Maternal and infant mortality

An intercultural approach promotes the equitable interaction among different cultural groups; perceives health as a right, and implies the capacity of health workers to integrate their own knowledge with traditional beliefs and practices not only in relation to disease care, but also with regard to health promotion and death monitoring.





Infectious diseases

Tuberculosis -"Tuberculosis continues to represent a severe public health problem in the Region of the Americas, even more so in the case of indigenous peoples, whose TB incidence is much higher than that of the general population. To achieve tuberculosis control in these communities, it is necessary to respond to communities’ diverse needs from an intercultural perspective that allows the application of a holistic approach—from a standpoint of equality and mutual respect—and considers the value of their cultural practices."


Malaria - "Countries should reinforce their capacities toward resilient health systems in malaria-endemic areas and strengthen especially health care as a mechanism to deliver malaria services to affected groups such as indigenous peoples, migrants, miners, and hard-to-reach populations." 

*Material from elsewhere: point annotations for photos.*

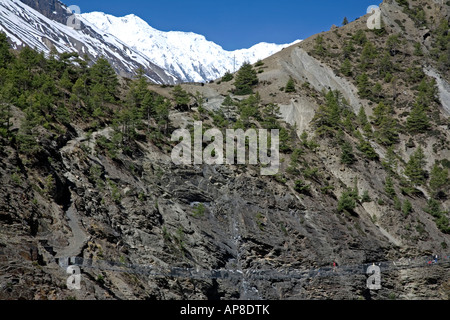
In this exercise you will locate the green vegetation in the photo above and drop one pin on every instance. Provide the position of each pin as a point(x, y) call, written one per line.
point(347, 202)
point(290, 86)
point(228, 76)
point(246, 79)
point(199, 210)
point(414, 169)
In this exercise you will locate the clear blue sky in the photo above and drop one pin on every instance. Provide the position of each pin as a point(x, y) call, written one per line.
point(236, 24)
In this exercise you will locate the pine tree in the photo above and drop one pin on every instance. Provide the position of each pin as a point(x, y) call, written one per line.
point(181, 97)
point(290, 86)
point(362, 82)
point(5, 55)
point(368, 55)
point(417, 121)
point(393, 44)
point(103, 77)
point(346, 68)
point(347, 202)
point(439, 180)
point(246, 79)
point(389, 187)
point(5, 115)
point(359, 37)
point(138, 89)
point(270, 114)
point(162, 108)
point(227, 77)
point(65, 81)
point(348, 49)
point(415, 168)
point(319, 48)
point(347, 155)
point(366, 148)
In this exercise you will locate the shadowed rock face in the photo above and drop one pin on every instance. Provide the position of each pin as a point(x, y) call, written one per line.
point(52, 9)
point(139, 212)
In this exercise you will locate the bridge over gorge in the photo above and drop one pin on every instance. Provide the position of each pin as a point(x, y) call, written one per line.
point(254, 274)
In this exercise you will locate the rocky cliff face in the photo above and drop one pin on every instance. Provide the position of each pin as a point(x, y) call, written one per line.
point(142, 228)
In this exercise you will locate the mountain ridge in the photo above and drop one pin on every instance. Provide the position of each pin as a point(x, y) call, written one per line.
point(188, 55)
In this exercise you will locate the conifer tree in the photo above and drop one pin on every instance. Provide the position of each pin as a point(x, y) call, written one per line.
point(181, 97)
point(290, 86)
point(415, 168)
point(104, 79)
point(5, 55)
point(346, 68)
point(246, 79)
point(439, 180)
point(417, 121)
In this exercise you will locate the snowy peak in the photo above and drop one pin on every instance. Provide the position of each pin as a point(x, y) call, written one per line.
point(26, 26)
point(189, 56)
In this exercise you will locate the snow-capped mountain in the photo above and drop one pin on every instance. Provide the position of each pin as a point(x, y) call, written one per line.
point(189, 56)
point(45, 29)
point(128, 42)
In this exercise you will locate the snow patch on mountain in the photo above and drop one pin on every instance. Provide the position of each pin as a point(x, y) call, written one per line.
point(26, 26)
point(189, 56)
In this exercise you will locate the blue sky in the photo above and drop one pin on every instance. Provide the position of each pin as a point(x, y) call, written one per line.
point(236, 24)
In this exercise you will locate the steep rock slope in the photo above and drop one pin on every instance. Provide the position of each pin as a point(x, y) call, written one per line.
point(159, 231)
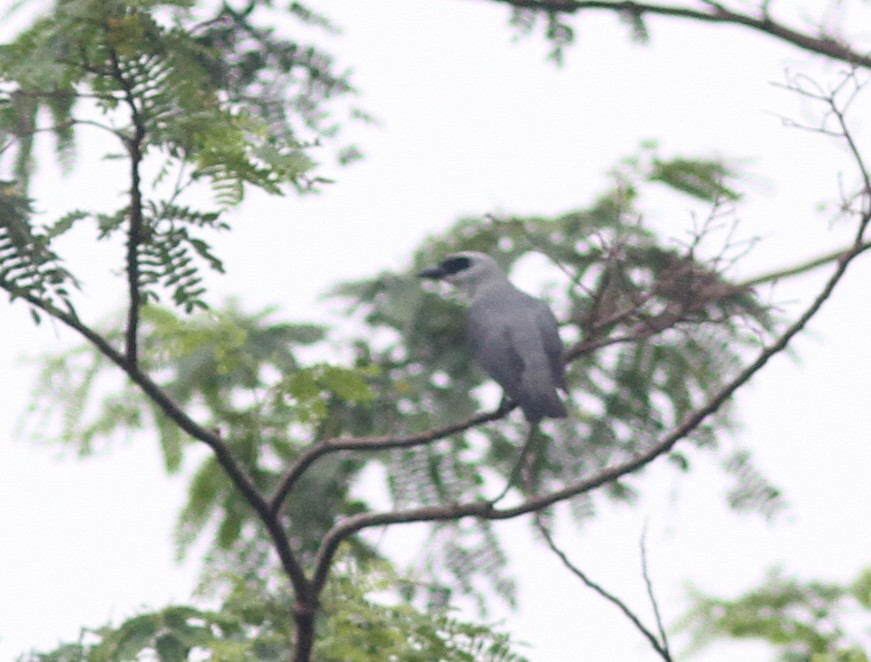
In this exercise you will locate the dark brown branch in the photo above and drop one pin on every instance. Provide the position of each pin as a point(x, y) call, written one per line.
point(660, 646)
point(486, 510)
point(648, 583)
point(135, 228)
point(304, 461)
point(212, 439)
point(825, 45)
point(798, 269)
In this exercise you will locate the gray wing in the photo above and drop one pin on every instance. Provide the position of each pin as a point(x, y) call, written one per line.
point(553, 345)
point(493, 348)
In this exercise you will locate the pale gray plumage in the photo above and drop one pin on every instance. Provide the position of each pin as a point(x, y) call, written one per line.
point(513, 336)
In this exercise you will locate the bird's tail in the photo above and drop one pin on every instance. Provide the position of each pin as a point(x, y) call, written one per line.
point(539, 398)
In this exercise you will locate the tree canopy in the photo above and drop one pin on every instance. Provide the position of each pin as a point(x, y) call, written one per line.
point(219, 100)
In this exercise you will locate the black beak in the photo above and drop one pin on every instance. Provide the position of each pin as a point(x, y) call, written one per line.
point(433, 273)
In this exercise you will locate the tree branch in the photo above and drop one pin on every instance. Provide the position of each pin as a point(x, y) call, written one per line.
point(660, 646)
point(486, 510)
point(825, 45)
point(135, 229)
point(304, 461)
point(212, 439)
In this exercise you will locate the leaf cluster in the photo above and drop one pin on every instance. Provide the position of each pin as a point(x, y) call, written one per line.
point(243, 373)
point(28, 266)
point(653, 331)
point(192, 98)
point(252, 623)
point(804, 621)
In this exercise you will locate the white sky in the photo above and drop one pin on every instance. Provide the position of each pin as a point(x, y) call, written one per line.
point(474, 123)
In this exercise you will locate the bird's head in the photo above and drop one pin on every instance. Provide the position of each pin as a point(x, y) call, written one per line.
point(468, 271)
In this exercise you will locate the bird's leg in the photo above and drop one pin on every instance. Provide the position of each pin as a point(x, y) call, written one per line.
point(515, 471)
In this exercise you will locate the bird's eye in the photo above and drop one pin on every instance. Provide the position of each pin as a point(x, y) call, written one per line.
point(456, 264)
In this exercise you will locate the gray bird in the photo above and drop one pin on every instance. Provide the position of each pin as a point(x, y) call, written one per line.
point(513, 336)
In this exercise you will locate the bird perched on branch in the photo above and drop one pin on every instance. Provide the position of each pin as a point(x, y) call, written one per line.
point(513, 336)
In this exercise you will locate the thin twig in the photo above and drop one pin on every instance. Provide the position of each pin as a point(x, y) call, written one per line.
point(661, 647)
point(663, 637)
point(135, 228)
point(824, 45)
point(486, 510)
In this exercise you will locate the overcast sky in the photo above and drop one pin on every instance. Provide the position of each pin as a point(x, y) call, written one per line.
point(473, 122)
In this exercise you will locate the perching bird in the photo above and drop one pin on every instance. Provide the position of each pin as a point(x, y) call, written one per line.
point(512, 335)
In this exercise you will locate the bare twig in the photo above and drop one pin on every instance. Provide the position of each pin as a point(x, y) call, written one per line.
point(136, 226)
point(663, 637)
point(825, 45)
point(486, 510)
point(659, 645)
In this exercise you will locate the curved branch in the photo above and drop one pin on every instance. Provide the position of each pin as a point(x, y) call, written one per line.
point(825, 45)
point(384, 442)
point(661, 647)
point(212, 439)
point(135, 230)
point(486, 510)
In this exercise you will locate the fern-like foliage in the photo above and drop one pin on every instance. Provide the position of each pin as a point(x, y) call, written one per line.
point(28, 266)
point(198, 97)
point(654, 330)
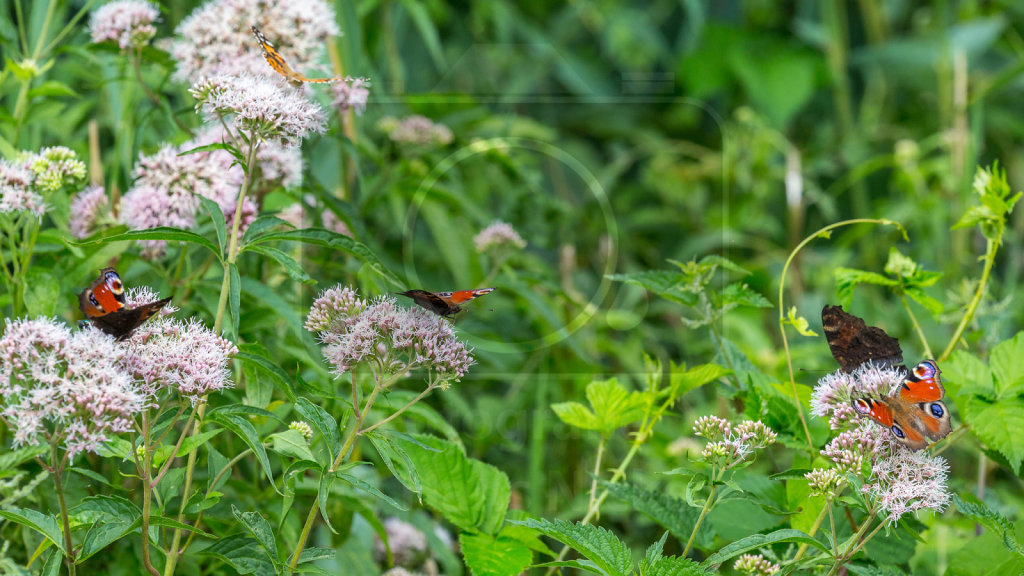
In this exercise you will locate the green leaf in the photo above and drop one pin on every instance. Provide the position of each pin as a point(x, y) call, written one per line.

VIH/Hepatitis - "HIV, viral hepatitis and sexually transmitted infections share modes of  transmission and common interventions. They are also shaped in similar ways by social and structural determinants of health, such that communities facing poorer socioeconomic conditions, or discrimination, including discrimination experienced by key populations, experience greater vulnerability to infection and worse health outcomes"

Workshop on Biodiversity, Traditional Knowledge & Health Well-being

The value of biodiversity and traditional knowledge extends beyond health. It is intricately linked to biodiversity and natural resource management, as indigenous communities have often developed a deep understanding of their natural surroundings, the medicinal properties of various plants and of components of biodiversity that also support food security, livelihoods, nutrition, biocultural diversity and other dimensions of health and well-being.

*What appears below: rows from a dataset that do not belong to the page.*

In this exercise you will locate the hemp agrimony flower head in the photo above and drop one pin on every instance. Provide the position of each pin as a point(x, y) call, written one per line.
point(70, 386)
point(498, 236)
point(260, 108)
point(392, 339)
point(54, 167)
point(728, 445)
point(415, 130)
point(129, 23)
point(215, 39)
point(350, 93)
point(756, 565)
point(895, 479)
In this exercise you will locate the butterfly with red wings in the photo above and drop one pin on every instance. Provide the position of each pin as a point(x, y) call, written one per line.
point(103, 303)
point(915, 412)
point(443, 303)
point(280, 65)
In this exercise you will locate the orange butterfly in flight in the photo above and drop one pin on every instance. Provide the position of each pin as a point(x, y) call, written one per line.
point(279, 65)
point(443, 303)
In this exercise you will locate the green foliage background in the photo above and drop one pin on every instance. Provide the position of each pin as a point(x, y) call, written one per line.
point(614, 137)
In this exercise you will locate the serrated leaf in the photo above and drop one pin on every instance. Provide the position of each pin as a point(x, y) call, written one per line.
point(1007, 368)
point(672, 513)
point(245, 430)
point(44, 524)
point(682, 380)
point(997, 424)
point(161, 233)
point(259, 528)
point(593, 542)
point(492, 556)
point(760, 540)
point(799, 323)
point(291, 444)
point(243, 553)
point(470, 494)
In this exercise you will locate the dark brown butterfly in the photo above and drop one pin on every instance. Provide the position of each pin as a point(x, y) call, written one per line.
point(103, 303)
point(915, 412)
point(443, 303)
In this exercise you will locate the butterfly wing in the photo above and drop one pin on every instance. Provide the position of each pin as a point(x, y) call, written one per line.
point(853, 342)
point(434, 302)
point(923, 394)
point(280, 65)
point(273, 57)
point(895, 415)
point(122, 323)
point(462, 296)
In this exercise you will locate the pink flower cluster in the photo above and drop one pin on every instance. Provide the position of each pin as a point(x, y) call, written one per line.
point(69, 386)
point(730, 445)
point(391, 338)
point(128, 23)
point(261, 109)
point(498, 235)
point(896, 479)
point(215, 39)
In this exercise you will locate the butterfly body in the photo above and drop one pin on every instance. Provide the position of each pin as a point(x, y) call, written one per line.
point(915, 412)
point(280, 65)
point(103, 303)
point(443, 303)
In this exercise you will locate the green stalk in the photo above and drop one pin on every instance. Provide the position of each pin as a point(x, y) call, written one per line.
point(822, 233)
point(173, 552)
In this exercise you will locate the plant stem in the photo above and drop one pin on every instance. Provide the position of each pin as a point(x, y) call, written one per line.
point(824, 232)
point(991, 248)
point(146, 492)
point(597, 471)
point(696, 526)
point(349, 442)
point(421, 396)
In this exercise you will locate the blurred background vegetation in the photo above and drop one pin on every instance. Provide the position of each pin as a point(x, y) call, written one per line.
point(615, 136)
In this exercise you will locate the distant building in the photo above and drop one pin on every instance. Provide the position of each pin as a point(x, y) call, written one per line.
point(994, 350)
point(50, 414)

Preserving traditional knowledge is essential for the conservation and sustainable use of biodiversity, and to meeting the global commitments made under the Sustainable Development Goals (SDGs), the Kunming Montreal Global Biodiversity Framework (KMGBF), and the Paris Climate Agreement.

Material of the event

Associated links

- United Nations Declaration - Rights of Indigenous Peoples


Acknowledgment to

This page was created in collaboration with DHE EG.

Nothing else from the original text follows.